Empress Xing (1106 – 1139), personal name Xing Shi, was a Chinese empress of the Song dynasty, married to Emperor Gaozong of Song.

Xing was from Bianjing, and was selected to be the primary consort of Gaozong, then a Prince. Their marriage was conducted in 1115, when she was eight years old.

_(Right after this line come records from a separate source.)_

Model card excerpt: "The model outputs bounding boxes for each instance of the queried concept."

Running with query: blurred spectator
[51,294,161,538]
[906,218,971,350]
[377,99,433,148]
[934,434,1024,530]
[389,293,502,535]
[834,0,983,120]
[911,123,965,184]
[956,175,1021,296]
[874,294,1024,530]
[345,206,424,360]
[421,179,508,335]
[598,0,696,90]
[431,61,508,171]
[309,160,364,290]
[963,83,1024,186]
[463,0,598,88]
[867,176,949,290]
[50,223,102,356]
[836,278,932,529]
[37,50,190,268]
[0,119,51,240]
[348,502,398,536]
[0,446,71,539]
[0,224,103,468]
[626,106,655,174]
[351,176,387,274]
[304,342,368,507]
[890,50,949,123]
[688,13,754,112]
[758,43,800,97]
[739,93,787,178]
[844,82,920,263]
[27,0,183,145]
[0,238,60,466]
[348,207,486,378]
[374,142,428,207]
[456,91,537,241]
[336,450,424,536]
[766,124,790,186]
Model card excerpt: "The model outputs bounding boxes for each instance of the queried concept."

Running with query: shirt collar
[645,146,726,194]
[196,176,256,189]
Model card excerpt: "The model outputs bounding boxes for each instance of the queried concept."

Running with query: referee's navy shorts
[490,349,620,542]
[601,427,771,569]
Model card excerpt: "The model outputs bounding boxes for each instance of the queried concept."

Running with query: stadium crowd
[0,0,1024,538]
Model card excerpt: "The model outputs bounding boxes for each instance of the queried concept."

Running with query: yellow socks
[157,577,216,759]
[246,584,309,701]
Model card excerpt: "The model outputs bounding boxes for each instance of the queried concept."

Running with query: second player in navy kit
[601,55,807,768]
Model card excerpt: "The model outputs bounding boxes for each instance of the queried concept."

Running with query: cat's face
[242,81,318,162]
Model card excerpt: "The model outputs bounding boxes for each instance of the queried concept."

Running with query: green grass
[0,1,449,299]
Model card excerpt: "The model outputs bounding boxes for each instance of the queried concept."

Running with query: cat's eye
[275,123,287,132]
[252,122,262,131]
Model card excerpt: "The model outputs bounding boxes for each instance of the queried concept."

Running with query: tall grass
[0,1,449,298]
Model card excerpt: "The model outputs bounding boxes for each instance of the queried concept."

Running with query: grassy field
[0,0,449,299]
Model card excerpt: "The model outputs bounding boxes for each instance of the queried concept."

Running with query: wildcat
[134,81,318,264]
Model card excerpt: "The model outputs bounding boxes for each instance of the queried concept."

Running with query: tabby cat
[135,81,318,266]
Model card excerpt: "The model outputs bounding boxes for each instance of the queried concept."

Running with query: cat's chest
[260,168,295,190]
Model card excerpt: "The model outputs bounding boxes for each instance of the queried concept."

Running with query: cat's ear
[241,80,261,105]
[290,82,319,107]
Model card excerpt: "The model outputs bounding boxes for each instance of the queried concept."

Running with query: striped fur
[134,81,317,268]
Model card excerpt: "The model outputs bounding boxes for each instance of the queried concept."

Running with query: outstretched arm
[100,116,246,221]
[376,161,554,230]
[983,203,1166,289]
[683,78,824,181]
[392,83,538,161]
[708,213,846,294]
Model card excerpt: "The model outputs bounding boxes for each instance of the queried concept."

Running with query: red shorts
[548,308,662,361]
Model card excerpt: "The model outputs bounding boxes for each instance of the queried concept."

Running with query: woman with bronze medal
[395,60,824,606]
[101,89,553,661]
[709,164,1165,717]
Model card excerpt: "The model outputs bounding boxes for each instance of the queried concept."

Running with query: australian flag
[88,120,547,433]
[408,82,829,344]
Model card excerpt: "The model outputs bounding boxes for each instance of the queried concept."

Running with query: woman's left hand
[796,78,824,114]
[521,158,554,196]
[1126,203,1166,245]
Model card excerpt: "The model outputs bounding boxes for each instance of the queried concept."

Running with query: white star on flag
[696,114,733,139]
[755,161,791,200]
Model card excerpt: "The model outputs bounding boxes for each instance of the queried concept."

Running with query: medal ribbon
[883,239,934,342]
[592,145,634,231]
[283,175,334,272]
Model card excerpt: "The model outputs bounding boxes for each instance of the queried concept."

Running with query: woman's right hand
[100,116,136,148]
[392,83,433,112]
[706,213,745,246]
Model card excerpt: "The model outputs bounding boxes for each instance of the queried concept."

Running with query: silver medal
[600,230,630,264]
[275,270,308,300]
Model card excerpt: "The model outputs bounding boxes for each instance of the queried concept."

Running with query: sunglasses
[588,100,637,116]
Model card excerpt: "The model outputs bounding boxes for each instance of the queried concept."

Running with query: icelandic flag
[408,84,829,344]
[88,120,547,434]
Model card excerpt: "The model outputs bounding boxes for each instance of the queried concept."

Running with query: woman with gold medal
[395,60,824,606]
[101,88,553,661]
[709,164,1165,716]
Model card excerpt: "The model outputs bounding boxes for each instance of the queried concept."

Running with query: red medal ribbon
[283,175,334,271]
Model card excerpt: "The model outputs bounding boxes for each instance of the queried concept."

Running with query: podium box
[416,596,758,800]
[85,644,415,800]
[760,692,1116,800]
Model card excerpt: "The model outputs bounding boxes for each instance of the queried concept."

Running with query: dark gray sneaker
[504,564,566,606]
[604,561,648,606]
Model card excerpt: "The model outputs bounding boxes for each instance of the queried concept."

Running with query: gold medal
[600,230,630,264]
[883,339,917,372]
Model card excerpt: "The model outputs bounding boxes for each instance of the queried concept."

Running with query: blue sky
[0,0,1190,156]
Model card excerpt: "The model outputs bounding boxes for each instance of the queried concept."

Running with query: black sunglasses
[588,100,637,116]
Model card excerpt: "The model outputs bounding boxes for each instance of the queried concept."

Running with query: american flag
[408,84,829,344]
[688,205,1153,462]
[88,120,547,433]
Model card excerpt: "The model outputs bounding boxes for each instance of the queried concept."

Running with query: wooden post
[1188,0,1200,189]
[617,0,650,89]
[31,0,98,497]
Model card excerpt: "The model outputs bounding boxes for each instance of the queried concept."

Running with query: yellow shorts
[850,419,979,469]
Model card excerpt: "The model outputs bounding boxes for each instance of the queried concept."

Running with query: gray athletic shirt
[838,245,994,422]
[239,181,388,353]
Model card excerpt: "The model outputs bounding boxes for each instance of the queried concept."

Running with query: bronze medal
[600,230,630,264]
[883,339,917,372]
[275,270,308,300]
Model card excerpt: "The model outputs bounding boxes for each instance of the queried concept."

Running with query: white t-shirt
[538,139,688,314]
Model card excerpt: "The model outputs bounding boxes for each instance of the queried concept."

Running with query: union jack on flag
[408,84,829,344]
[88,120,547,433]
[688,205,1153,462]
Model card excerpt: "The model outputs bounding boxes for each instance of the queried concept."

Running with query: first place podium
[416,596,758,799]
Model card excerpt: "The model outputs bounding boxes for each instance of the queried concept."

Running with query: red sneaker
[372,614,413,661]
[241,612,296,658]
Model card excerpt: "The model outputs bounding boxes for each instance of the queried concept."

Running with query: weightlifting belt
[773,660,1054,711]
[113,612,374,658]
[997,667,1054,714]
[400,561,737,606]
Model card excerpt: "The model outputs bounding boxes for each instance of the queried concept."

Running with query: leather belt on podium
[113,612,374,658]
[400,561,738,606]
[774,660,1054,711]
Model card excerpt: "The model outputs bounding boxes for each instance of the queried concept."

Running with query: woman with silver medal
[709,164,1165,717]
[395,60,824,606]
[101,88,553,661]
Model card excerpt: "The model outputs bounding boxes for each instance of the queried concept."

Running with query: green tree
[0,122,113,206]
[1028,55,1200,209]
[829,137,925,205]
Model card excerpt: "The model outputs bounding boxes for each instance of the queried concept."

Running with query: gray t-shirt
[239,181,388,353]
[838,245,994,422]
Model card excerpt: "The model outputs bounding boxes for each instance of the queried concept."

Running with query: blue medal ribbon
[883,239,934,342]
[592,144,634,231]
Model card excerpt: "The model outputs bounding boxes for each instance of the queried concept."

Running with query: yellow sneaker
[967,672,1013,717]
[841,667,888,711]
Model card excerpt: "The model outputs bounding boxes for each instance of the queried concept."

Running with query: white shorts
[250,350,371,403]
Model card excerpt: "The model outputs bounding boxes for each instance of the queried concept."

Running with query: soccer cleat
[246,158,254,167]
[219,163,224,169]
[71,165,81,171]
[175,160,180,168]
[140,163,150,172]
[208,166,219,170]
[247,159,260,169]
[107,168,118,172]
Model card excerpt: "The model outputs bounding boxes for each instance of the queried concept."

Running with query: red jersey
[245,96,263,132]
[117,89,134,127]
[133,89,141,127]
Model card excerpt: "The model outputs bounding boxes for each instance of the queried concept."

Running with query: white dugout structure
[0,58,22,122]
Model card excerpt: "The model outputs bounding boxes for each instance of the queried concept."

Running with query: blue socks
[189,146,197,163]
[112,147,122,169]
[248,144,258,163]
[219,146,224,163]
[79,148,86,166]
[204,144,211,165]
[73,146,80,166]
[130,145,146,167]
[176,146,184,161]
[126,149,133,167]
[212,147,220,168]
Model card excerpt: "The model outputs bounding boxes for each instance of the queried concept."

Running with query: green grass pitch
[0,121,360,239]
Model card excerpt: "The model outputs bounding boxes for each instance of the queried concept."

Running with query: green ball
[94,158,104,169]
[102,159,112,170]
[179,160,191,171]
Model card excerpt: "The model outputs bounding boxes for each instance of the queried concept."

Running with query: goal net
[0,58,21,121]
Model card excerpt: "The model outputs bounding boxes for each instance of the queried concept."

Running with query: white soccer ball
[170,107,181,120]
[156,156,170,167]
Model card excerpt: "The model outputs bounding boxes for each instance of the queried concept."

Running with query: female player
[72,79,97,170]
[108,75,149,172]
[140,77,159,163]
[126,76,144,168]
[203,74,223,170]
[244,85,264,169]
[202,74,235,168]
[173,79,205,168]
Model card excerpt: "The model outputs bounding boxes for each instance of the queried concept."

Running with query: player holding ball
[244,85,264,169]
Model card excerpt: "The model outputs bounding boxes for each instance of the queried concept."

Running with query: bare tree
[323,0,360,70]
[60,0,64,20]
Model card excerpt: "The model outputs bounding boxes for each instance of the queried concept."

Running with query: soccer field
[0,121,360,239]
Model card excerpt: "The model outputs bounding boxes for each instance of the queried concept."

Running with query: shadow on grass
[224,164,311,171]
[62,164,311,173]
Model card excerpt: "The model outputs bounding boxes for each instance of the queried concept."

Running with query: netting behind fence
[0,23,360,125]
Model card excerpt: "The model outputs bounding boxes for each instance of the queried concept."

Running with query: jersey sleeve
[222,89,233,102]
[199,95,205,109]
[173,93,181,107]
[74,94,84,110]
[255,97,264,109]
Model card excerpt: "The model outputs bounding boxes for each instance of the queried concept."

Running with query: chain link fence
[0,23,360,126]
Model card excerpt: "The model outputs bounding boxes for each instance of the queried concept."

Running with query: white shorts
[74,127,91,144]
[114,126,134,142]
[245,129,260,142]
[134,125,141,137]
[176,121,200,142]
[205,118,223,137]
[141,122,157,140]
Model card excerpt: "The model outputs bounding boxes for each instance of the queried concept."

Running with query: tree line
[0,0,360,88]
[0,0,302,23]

In 1126, Emperor Huizong abdicated in favor of his son, Emperor Qinzong, the elder brother of Gaozong. In 1127, the capital of Kaifeng was captured by the Jurchen during the Jin–Song Wars. The Emperor Qinzong was deposed, and him, as well as his predecessor Emperor Huizong and most of the Imperial family and court, over 3000 people, was captured and exiled to Manchuria in what was called the Jingkang Incident. They were first taken to the Jurchen capital, many of them dying on the way. The Imperial consorts, concubines, palace women and eunuchs who were taken captured, were distributed among the Jurchen as slaves.
Consort Xing was among those captured and taken away. Nothing more is known of her except that she was coveted by her captors, that she attempted suicide to escape abuses but was unsuccessful, and that she died in captivity in 1139.

Gaozong himself avoided capture because he was absent from the capital when it fell. Gaozong then organized the resistance against further Jurchen invasion, declaring himself Emperor in late 1127 and establishing the Southern Song dynasty. Knowing his primary consort Xing was still alive in captivity, he declared her to be Empress in absentia.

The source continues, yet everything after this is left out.